Listen to Episode 54 of the Pepperdine People Podcast series, in which Peterson and Hampian discuss their roles in, and the future of, the City of Bell.
School of Public Policy graduate Sandeep Kaur (MPP '12) received a summer internship with the City of Bell. In the following Q&A, she shares her experiences on the front line of a new era in Bell's history...
Did the City of Bell case interest you when the story broke?
The City of Bell is a very interesting case. I still wonder how this all happened when we have auditors' set, who audit cities thoroughly. The roots of corruption were only spread out among the senior management. Why didn't anyone raise their voice to say something? It's still a mystery to me.
As a California resident and public policy master's student, what were your thoughts on the situation at first?
A lack of good leadership and policies explain this situation really well. The city manager was corrupted so much that he didn't even consider the impact on Bell residents. After all, a city generates revenue through its residents and their money paid those high salaries. Instantly, I recalled a lecture on leadership from professor Ted McAllister's class, about why a good leader is important for the society. Public Policy isn't just making a difference as everyone mentions, it's about fixing policies and leading the right way.
What did you hope to accomplish through your internship?
I hope to learn to differentiate between right and wrong. City of Bell is in this mess because there was no one who questioned the policies and instead followed the leader with blind trust. Obviously, I hope to gain experience that will take me far in my future goals.
What have been your responsibilities as an intern at the City of Bell?

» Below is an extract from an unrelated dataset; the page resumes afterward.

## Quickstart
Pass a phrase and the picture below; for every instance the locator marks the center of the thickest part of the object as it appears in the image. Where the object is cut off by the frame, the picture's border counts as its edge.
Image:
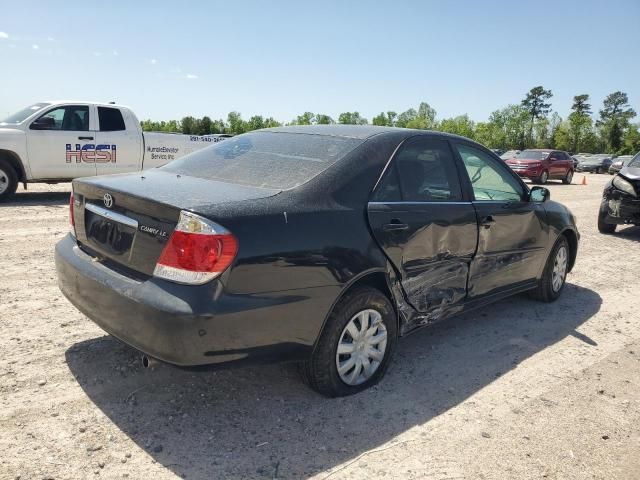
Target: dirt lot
(517, 390)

So far, my responsibilities have been generating content for the new website that the City of Bell is planning to launch in January 2013. I gather all the information on the six divisions of Community Services Department, so the Senior Analyst can turn it to the web designers. In addition, I have written letters in response to residential complaints and assisted with policies for the Community Services Department, for instance, what types of rules and regulations need to be followed when alcohol is permitted in private events held in hired public buildings.
Have you encountered any challenges personally, as an intern?
Gathering information can be a bit challenging because the recent problems and staff turnover has created inconsistencies. I interned with the City of Anaheim last summer and it was noticeably more efficient.
Are you pleased with the progress made so far in Bell?
Somewhat. I believe my primary focus should be on lack of policies that the Community Services Department is suffering. My degree has taught me how to think critically and analyze situations before tackling them. This internship ends on September 1 and my plan is to work for a local government, even if it's out of California.